In the observation room, Warren had already left, but the tutors were buzzing. Every screen still showed the battle. Every scene was more unbelievable than the last.

All forty elite invaders had died. Not one made it past the first layer. The room was in shock.

A younger tutor muttered, "The design is insane."

Another stepped forward and brought up an image on the projection screen. A floating, disfigured monster covered in magical eyes.

"This is a Beholder," he said. "I studied its anatomy. It's perfect. Its body is like a magic engine. Each eye produces a different spell. Curses, fire, ice, paralysis, It's like having twenty wizards in one."
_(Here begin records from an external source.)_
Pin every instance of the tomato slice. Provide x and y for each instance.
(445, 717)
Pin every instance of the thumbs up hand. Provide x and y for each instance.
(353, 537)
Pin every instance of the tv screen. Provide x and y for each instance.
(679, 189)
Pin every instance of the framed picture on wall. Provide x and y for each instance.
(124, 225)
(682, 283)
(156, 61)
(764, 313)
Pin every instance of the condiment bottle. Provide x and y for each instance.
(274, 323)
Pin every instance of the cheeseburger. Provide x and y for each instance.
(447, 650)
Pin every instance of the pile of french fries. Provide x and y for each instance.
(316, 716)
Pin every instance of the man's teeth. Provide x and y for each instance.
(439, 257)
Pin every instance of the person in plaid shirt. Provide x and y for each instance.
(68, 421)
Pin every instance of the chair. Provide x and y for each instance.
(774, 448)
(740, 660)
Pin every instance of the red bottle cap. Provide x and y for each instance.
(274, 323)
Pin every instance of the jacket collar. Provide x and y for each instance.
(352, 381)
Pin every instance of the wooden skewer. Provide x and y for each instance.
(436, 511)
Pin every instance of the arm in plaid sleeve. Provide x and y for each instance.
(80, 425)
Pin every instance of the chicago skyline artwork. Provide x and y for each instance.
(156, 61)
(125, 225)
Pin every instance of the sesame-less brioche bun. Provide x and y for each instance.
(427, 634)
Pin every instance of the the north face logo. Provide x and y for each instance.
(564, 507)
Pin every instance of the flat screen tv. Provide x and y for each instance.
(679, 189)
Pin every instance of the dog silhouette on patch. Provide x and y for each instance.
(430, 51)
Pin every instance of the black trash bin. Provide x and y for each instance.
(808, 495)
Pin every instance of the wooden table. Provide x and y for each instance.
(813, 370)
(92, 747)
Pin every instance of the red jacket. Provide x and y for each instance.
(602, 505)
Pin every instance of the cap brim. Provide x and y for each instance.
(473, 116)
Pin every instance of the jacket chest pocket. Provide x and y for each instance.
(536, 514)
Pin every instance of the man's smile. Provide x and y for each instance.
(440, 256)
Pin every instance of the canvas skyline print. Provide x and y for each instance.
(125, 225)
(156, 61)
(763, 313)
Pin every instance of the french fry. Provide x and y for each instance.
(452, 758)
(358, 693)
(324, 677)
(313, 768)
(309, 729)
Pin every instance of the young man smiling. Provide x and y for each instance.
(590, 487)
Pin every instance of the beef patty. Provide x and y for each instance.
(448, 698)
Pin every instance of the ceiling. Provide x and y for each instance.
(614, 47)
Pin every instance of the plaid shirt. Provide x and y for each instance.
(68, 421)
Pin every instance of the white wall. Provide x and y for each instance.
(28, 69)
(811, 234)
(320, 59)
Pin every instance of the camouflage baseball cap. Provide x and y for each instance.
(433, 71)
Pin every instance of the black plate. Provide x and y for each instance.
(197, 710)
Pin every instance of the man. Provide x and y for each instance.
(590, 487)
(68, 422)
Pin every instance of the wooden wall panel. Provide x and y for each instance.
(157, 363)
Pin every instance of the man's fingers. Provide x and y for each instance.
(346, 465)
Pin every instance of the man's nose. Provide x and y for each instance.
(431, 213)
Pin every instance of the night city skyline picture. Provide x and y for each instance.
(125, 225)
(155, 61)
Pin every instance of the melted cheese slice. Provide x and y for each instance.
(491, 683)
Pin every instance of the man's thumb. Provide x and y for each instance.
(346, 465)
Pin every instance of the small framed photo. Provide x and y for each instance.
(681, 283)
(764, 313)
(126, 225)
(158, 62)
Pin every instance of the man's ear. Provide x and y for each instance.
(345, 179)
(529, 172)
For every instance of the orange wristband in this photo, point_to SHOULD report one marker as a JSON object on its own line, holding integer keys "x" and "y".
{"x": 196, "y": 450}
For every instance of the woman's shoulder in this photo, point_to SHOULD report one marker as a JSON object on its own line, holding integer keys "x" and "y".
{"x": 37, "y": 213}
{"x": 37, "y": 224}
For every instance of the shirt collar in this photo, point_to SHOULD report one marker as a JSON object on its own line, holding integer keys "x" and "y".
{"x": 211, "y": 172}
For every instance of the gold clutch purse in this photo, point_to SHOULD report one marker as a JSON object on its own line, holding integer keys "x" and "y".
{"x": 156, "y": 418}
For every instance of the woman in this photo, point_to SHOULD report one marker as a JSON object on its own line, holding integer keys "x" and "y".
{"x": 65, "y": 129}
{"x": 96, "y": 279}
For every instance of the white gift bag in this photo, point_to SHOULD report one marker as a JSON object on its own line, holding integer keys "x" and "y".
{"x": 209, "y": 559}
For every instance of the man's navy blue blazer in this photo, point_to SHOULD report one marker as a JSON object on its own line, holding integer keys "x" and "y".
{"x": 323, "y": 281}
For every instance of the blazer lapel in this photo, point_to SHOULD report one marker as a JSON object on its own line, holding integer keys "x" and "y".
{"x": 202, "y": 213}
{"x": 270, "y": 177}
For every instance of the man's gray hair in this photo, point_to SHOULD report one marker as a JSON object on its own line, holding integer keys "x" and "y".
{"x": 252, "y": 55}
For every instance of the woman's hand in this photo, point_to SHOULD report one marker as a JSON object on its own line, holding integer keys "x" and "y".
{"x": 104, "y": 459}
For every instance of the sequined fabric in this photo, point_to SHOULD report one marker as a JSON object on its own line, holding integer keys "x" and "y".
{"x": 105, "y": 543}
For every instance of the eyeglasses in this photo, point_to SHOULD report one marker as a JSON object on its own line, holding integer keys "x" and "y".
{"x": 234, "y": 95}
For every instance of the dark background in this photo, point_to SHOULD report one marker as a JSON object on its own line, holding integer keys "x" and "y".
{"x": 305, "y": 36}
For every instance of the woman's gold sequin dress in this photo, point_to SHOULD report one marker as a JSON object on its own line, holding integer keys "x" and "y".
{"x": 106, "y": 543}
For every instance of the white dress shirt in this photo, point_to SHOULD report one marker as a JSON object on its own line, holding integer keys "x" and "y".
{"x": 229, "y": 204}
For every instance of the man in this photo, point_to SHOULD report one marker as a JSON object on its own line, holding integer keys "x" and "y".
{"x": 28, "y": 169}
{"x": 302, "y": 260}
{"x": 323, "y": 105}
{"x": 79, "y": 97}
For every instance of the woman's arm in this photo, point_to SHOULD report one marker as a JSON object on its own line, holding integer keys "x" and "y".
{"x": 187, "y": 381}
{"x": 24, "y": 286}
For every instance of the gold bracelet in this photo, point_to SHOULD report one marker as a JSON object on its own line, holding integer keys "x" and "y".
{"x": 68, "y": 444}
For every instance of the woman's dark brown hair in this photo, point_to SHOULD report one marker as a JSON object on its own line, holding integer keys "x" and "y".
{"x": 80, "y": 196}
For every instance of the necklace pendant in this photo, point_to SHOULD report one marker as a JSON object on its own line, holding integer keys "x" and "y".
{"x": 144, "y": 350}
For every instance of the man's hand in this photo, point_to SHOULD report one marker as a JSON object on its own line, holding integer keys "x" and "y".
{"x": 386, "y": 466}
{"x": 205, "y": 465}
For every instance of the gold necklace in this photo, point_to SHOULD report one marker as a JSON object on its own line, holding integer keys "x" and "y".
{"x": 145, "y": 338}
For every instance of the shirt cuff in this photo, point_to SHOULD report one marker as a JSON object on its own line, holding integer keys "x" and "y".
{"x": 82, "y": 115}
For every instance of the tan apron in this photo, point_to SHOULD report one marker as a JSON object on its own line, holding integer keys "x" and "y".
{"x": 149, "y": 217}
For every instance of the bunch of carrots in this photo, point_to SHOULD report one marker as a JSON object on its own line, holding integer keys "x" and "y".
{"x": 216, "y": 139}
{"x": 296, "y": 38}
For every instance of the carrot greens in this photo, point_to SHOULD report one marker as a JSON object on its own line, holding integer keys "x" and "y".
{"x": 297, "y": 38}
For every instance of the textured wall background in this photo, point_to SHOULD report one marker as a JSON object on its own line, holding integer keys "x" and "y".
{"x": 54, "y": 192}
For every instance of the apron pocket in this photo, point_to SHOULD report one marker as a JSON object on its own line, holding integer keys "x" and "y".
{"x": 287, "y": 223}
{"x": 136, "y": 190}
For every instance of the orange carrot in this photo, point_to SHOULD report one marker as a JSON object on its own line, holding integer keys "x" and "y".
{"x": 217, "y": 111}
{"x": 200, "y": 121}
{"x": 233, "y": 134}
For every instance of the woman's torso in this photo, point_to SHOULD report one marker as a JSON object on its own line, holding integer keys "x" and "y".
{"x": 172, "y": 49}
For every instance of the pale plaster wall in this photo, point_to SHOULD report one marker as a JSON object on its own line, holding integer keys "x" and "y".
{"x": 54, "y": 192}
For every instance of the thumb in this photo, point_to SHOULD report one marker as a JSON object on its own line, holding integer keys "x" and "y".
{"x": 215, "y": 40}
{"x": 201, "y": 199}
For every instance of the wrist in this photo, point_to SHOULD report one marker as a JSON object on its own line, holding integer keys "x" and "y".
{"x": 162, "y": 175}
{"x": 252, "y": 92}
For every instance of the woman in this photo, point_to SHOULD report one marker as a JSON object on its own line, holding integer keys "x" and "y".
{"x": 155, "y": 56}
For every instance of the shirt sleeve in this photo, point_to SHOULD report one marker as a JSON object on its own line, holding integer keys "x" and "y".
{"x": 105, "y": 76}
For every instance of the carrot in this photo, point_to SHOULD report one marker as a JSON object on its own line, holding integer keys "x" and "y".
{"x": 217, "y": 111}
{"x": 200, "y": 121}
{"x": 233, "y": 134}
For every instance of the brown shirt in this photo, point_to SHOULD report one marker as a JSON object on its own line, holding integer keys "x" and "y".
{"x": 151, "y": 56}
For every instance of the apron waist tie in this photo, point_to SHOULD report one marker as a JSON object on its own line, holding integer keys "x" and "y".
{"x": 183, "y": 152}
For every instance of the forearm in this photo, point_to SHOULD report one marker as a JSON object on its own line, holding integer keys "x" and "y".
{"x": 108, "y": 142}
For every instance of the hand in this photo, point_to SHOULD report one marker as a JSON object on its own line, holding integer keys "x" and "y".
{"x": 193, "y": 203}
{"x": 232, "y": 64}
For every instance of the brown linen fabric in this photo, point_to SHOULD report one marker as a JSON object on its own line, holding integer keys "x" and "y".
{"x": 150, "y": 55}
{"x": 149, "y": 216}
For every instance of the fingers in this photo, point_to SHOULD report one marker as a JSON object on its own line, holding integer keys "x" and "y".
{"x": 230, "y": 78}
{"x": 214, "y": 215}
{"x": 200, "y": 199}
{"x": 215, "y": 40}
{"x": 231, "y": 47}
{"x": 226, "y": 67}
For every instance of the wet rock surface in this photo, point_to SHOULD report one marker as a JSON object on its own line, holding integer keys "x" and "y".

The room nodded in agreement. Beholders were a,not a special group of abyss creatures,they were stable. Common, even,a whole race.

"But there's no way that evolved naturally," the tutor insisted. "That's a design. A brilliant one."

"Bullshit," another mentor growled. "Look at this thing."

He pulled up another image,something massive. A giant with a hundred twisted arms, each limb stitched together from different creatures. Eyes in all the wrong places. Bones sticking out. Veins tangled like wire.

"A hundred-armed giant. Strongest brute in the abyss. Can't use magic, can't use aura. It just punches."

He crossed his arms. "You think it's designed? No one would build that. It's chaos. That thing came from the environment."

The argument went on.

Some swore Cillian planned every detail. Others were sure it was evolution and pressure. In the middle of it all, one tutor raised a hand.

"Everyone," he said, "you're missing the real question."

They turned to him.

"If Cillian did design these creatures,or even if it's just the environment that shapes them… then what's he really trying to make?"

The room went silent.

He smiled faintly. "Do you think these monsters are the end goal?. I think he's aiming for something bigger."

The tutor looked around uneasily.

"What kind of creature," the tutor whispered, "is worth building a world like this to create?"